NEW YORK – Offline agencies are beginning to equate online video advertising with TV and that realization will propel spending to $657 million by 2009 – a fivefold increase over 2004.
|Online Video Advertising Spending|
“This is really something that’s just starting to get a lot of use and is just starting to get really popular, and we see it as something that’s going to be very valuable for advertisers,” said Nate Elliott, associate analyst, JupiterResearch (a unit of this site’s corporate parent).
JupiterResearch attributes a combination of factors to the online video ad spend spurt. Increased video viewership, which JupiterResearch projects to grow from 24 percent in 2004 to 42 percent in 2009, and advertisers’ desire for cross-media integration will heavily contribute to spending.
The primary propellant, according to Elliott, will be the offline agencies. “One of the trends that we see driving this industry forward is offline agencies starting to exert more control,” said Elliott. “This is something we’re seeing from Starcom right now that we really like. Have one group developing the creative and doing the planning and the buying.”
The cohesion between the online and offline units is an important factor in building the market.
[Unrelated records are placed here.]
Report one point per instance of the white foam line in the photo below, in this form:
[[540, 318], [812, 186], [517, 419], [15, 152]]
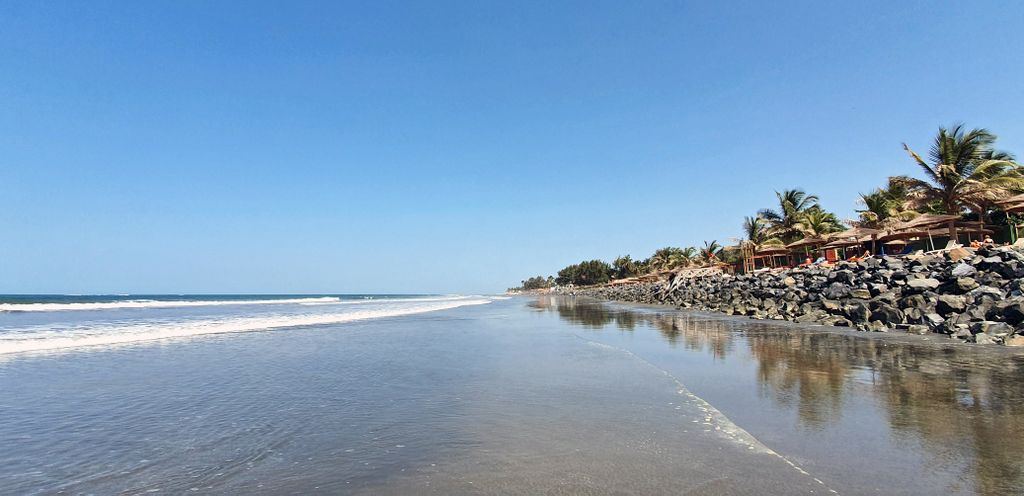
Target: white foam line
[[157, 303], [724, 426], [139, 333]]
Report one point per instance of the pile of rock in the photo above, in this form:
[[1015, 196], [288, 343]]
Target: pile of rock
[[977, 296]]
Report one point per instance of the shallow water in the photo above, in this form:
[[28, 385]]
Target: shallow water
[[523, 396]]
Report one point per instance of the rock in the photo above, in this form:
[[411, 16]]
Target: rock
[[837, 291], [966, 284], [934, 320], [876, 326], [958, 254], [963, 270], [1014, 313], [923, 284], [949, 303], [860, 293], [857, 312], [887, 315]]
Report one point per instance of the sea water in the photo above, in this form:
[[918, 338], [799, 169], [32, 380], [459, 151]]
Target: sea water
[[474, 395]]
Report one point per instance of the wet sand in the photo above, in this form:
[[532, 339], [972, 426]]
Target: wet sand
[[525, 396]]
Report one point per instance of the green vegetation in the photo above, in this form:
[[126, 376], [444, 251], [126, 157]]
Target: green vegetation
[[964, 174], [585, 274]]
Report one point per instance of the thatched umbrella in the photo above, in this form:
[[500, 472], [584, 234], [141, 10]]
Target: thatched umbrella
[[770, 252], [806, 244], [853, 233], [906, 235], [927, 220]]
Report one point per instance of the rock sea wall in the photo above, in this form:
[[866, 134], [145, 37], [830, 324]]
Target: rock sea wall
[[976, 296]]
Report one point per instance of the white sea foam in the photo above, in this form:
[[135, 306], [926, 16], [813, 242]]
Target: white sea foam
[[156, 303], [61, 339]]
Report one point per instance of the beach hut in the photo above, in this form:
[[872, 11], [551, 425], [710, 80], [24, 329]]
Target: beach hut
[[851, 237], [1013, 204], [769, 255], [807, 244]]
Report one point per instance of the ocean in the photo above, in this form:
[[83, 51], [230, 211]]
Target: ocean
[[486, 395]]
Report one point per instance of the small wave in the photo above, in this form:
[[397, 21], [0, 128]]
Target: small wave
[[158, 303], [118, 335]]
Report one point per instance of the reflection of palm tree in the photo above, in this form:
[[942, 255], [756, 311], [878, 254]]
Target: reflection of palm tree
[[968, 409], [963, 172]]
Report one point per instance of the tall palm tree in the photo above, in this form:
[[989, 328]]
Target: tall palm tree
[[755, 230], [711, 251], [963, 171], [817, 222], [784, 222], [665, 258]]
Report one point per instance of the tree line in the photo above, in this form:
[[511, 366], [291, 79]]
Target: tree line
[[962, 174]]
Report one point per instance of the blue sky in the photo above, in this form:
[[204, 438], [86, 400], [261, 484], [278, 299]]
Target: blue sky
[[455, 147]]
Elliott says that the massive offline budgets will start to open up to include online, and cross-media planning will make the ads more effective.
“When you have different people planning and buying [online and off] the buys don’t exactly go together. You want to have the chance to reinforce your buys in both media,” said Elliott. “That’s really going to be the biggest driver here. It’s going to drive the industry to a point where it’s five and a half times as big than it is right now,” he continued.
Despite an optimistic future, the rich and streaming media market has obstacles to overcome. Picture quality is steadily improving, along with the caliber of sites offering the video ads. Yahoo’s launch.com offers video ads, and Microsoft leverages content from NBC on MSN.
“You can get ads next to Tom Brokaw or Katie Couric on MSN now. That’s something that wasn’t possible a couple of years ago,” said Elliott.
These obstacles are starting to go away. The one that remains now is the perception that audiences for online video are too small. “It’s not the size of the audience that’s the problem. It’s the amount of inventory that’s being offered that is a problem,” said Elliott.
Online video sites have artificially limited the number of video ads available to advertisers, Elliott said. For example, Real Networks thinks if people are paying for content they shouldn’t have to watch ads, while Yahoo and MSN want to integrate video ads into their content very slowly. “They want to make sure they don’t overwhelm users. I think they’ve gone a bit too far in the other direction,” Elliott remarked.
Another inhibitor, notes Elliott, are proprietary vendor formats. Publishers and advertisers that aren’t using more universal formats like Microsoft video and Real video are actually limiting the ability to run those ads, he said. Not every site is able to run every creative format.
The online video ad spending forecast was a portion of the overall rich and streaming media spend projections announced at the Jupiter/ClickZ Advertising Forum Conference in New York today. The research firm expects the market to nearly quadruple from $1 billion in spending in 2004 to $3.8 billion in 2009.